Las pateras no llevan diario de bitácora a bordo, son naves destinadas a su último viaje. Imagino a los traficantes de sueños comerciando su Arcadia feliz a cambio de un dineral, un pequeño gran sacrificio por ir a la caza de un futuro escurridizo para quien nace al otro lado del Mediterráneo. Hacerse nómada para alcanzar una vida mejor ha sido el destino de las mujeres y los hombres desde el principio. Hace decenas de miles de años nuestros ancestros africanos iniciaron el primer gran éxodo de la Historia hacia el continente europeo; escapaban del hambre y la sequía. Los griegos y los fenicios exploraron los confines del mar en busca de asentamientos que serían el embrión de una civilización decisiva para la posteridad. América abrió a la fuerza sus brazos a peregrinos europeos, empujados por los cismas religiosos o atraídos por la fiebre del oro.

Y aunque es cierto que la mayoría de esas expediciones no estuvieron exentas de conflictos, de abusos y de guerra, debemos reconocer que actualmente nuestro sistema, nuestras leyes, nos protegen de todo eso, pero tienen lagunas que dejan un rastro de víctimas a expensas de las redes criminales. La injusticia, el maltrato, determinados regímenes políticos y la desigualdad social expulsan a millones de ciudadanos de sus casas, sus pueblos y ciudades. Abandonan casi con lo puesto; montones de familias diseminadas aquí y allá, desarraigadas. Sin identidad se hace más difícil reconstruirse en cualquier otro lugar.

Hoy las migraciones son apenas el único resquicio de movimiento en un planeta que se ha vuelto sedentario por primera vez en milenios. La pandemia dibuja un mundo de aeropuertos desolados, de fronteras blindadas, de recelo hacia lo foráneo y de cuarentenas que disuaden de emprender la mayoría de los desplazamientos que antes eran tan habituales. Ni la Torre Eiffel, ni el Big Ben, ni la Fontana de Trevi o el Muro de Berlín quedan a nuestro alcance ni nosotros al suyo, pero volverán a estarlo cuando todo esto acabe y podemos permitirnos el lujo de estar seguros de ello.
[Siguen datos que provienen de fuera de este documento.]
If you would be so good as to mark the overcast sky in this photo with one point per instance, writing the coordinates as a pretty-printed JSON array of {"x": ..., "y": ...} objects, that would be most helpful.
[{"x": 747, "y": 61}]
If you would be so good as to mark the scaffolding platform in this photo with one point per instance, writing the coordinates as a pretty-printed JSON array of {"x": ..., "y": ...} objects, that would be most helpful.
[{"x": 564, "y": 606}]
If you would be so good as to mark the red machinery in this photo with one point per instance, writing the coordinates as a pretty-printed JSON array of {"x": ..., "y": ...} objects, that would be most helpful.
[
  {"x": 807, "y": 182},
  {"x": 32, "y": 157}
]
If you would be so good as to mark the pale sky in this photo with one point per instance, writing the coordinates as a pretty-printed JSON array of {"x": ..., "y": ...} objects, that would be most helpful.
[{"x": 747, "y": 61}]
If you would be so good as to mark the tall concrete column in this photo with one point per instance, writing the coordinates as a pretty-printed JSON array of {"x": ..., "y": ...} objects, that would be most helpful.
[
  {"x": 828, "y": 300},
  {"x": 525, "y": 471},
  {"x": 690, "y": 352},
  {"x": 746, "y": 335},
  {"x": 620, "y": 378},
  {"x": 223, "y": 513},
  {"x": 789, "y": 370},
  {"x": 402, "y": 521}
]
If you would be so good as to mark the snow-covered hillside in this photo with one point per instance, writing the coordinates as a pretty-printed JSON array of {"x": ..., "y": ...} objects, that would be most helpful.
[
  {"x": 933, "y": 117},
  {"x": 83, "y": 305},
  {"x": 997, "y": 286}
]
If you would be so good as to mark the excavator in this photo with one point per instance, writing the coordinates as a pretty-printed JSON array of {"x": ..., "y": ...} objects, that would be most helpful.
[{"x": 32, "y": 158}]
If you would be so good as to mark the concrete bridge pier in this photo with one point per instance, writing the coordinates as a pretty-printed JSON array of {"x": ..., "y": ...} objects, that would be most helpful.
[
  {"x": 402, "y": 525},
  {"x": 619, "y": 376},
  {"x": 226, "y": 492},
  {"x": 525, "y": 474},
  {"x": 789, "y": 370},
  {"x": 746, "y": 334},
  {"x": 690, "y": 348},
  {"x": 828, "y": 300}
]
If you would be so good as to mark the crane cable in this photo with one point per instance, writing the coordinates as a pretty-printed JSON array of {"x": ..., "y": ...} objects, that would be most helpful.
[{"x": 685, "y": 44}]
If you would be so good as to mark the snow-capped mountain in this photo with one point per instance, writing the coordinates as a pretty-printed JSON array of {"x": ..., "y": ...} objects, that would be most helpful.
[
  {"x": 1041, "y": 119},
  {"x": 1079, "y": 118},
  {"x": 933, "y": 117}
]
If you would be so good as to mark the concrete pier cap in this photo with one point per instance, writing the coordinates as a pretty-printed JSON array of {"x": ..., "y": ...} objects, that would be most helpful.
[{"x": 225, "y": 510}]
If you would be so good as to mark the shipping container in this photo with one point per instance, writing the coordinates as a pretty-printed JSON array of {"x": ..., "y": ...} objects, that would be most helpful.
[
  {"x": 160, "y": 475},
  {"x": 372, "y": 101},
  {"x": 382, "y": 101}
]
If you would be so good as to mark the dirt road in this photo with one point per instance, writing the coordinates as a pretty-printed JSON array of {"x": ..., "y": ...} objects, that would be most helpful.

Sin embargo, la pobreza no entiende de trincheras de sofá ni de cartillas de confinamiento; no se aplaza. La pobreza atrae el deseo de huir, aunque sea a ninguna parte, aún con la probabilidad de darse de bruces con otra miseria desconocida, a pesar de poner en riesgo la vida y aunque el viaje acabe en el limbo de la burocracia desbordada o en un centro de internamiento justo cuando se está a punto de alcanzar el destino con la punta de los dedos. Para la desesperación nada es imposible.

Pienso en esa barcaza semihundida frente a las costas de Lampedusa hace unos días, con una trágica historia en su vientre, la del bebé que las olas arrebataron a su madre. Imagino el desconsuelo de esa mujer frente a la desquiciadora ausencia de una víscera más fundamental que el corazón, que era el motivo que le llevó a la locura de embarcarse en una travesía de final agónico. De vez en cuando, un Joseph o un Aylan le ponen rostro a la desdicha, para que podamos sacudirnos la indiferencia.

El mar que baña nuestras costas plagadas de hoteles es también el muro psicológico que separa dos mundos reales. Parece que quienes quedan al otro lado solo pueden alcanzarnos jugándose la piel, aún sabiendo que esto tampoco les otorgará ninguna carta de ciudadanía. Ni los campamentos improvisados, ni los campos de refugiados, ni la calle más desnuda se parecen a un paraíso, ni en Canarias, ni en Lesbos; son solo porciones de espacio detenidas en el tiempo, acumulando almas desesperanzadas por las soluciones que nunca llegan. Las ONG advierten de que es imprescindible actuar en los orígenes de este éxodo, en las causas que lo provocan. El colapso actual es evidente. La mayoría de nosotros volverá algún día a una cómoda normalidad tras esta crisis, pero quizás sea el momento –ahora que estamos llamados a ser mejores– de que dejemos de mirar hacia otro lado ante un fenómeno que llama insistentemente a nuestra puerta y que probablemente sea el más aciago de la historia del ser humano.